Как-то к концу дня, в субботу, когда Сонни прожил с нами или, во всяком случае, у нас в доме, уже почти две недели, я бесцельно слонялся по гостиной, прихлебывая из жестянки пиво и стараясь набраться духу, чтобы обыскать его комнату. Самого Сонни не было, его обычно не бывало, когда я был дома, а Изабел пошла с детьми навестить стариков; и вдруг я замер перед окном, бессмысленно уставившись на Седьмую авеню. Замер я от внезапно пришедшей мне мысли обыскать спальню Сонни. Я сам не решался признаться себе в том, что я там буду искать. И я не знал, что я буду делать, если найду это и если не найду.

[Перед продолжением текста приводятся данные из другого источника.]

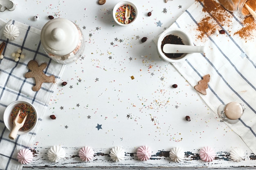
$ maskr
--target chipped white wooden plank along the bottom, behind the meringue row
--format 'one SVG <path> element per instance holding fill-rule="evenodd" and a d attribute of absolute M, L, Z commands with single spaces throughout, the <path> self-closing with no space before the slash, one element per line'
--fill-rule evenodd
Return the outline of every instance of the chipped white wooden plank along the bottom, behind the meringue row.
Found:
<path fill-rule="evenodd" d="M 199 150 L 184 152 L 184 161 L 182 162 L 171 161 L 169 151 L 166 150 L 153 153 L 148 161 L 138 160 L 136 152 L 126 152 L 123 161 L 113 162 L 109 155 L 110 149 L 106 151 L 106 149 L 94 148 L 93 160 L 83 162 L 78 155 L 80 148 L 63 147 L 63 149 L 66 152 L 65 159 L 54 163 L 48 160 L 47 152 L 49 148 L 34 148 L 33 162 L 23 166 L 23 168 L 256 168 L 256 156 L 249 152 L 246 153 L 245 160 L 240 162 L 231 160 L 230 153 L 223 150 L 218 151 L 215 160 L 209 163 L 200 160 Z"/>

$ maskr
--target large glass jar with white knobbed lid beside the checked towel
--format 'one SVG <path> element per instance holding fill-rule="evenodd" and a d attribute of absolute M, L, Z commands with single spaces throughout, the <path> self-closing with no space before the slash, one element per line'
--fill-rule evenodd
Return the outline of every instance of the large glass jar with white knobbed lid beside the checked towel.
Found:
<path fill-rule="evenodd" d="M 52 19 L 43 26 L 41 43 L 47 55 L 61 64 L 75 62 L 85 48 L 79 26 L 64 18 Z"/>

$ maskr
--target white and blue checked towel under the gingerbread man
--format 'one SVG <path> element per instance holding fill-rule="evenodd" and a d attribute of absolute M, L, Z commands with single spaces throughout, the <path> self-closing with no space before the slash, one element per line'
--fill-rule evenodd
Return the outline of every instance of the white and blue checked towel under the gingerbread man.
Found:
<path fill-rule="evenodd" d="M 14 24 L 19 29 L 20 34 L 16 40 L 9 41 L 4 37 L 2 31 L 6 24 Z M 65 65 L 47 57 L 40 44 L 40 30 L 26 24 L 14 20 L 6 23 L 0 19 L 0 43 L 2 42 L 6 46 L 3 51 L 4 58 L 0 59 L 0 170 L 17 170 L 22 169 L 16 159 L 17 153 L 23 148 L 31 147 Z M 22 49 L 25 58 L 16 62 L 11 53 L 16 53 L 18 49 Z M 47 63 L 45 74 L 54 75 L 56 82 L 43 83 L 39 91 L 32 91 L 34 78 L 25 78 L 30 60 L 36 60 L 39 65 Z M 25 100 L 35 106 L 38 111 L 38 124 L 29 134 L 18 135 L 15 140 L 11 140 L 8 137 L 10 131 L 4 126 L 3 114 L 8 104 L 16 100 Z"/>

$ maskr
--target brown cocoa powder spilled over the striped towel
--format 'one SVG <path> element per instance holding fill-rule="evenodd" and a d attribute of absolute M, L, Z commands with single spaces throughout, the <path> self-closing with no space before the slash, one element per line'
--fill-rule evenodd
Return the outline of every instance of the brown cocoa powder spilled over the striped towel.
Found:
<path fill-rule="evenodd" d="M 219 22 L 221 26 L 224 26 L 227 28 L 231 26 L 232 15 L 229 13 L 229 11 L 227 11 L 224 7 L 222 7 L 220 3 L 216 2 L 215 0 L 198 0 L 198 1 L 204 4 L 205 8 L 203 8 L 202 11 L 210 13 L 213 16 L 213 18 L 216 18 L 216 20 Z M 251 7 L 253 7 L 253 3 L 256 6 L 255 0 L 248 0 L 247 2 L 248 2 L 247 4 Z M 236 33 L 234 33 L 234 35 L 239 35 L 240 38 L 243 38 L 246 40 L 249 37 L 251 37 L 252 31 L 256 31 L 256 24 L 252 15 L 245 17 L 243 20 L 243 24 L 244 24 L 244 27 L 238 30 Z M 198 21 L 197 30 L 200 31 L 199 35 L 197 35 L 198 39 L 202 40 L 207 35 L 211 36 L 214 33 L 219 32 L 221 30 L 221 27 L 215 21 L 211 20 L 211 17 L 205 16 L 200 21 Z"/>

На тротуаре напротив, у входа в закусочную, несколько человек устроили по-старомодному религиозное собрание. В дверном проеме стоял и смотрел на них повар, в грязном белом переднике, с сигаретой в зубах и с искусственно выпрямленными волосами, которые в лучах заходящего солнца отливали медью. Малыши и взрослые, шедшие по своим делам, замедляли шаг и останавливались там, где уже стояло несколько пожилых людей и двое задиристых на вид женщин, которые на все, что происходило на улице, смотрели так, будто улица была их владением — или, вернее, владелицей. И на это они смотрели тоже. Собрание вели три сестры в черном и один брат. У них не было ничего, кроме собственных голосов, библий и бубна. Брат возносил хвалу, и, пока он возносил хвалу, двое сестер стояли, тесно прижавшись друг к другу, и всем своим видом, казалось, говорили «аминь», а третья сестра с бубном в протянутой руке обходила всех стоящих вокруг, и два или три человека бросили в него несколько монет. Потом брат умолк, и сестра, собиравшая пожертвования, высыпала монеты себе в ладонь и переложила их в карман своего длинного черного платья. Потом она подняла обе руки и, то встряхивая бубен, то ударяя им о другую руку, начала петь. И вместе с ней запели брат и две другие сестры.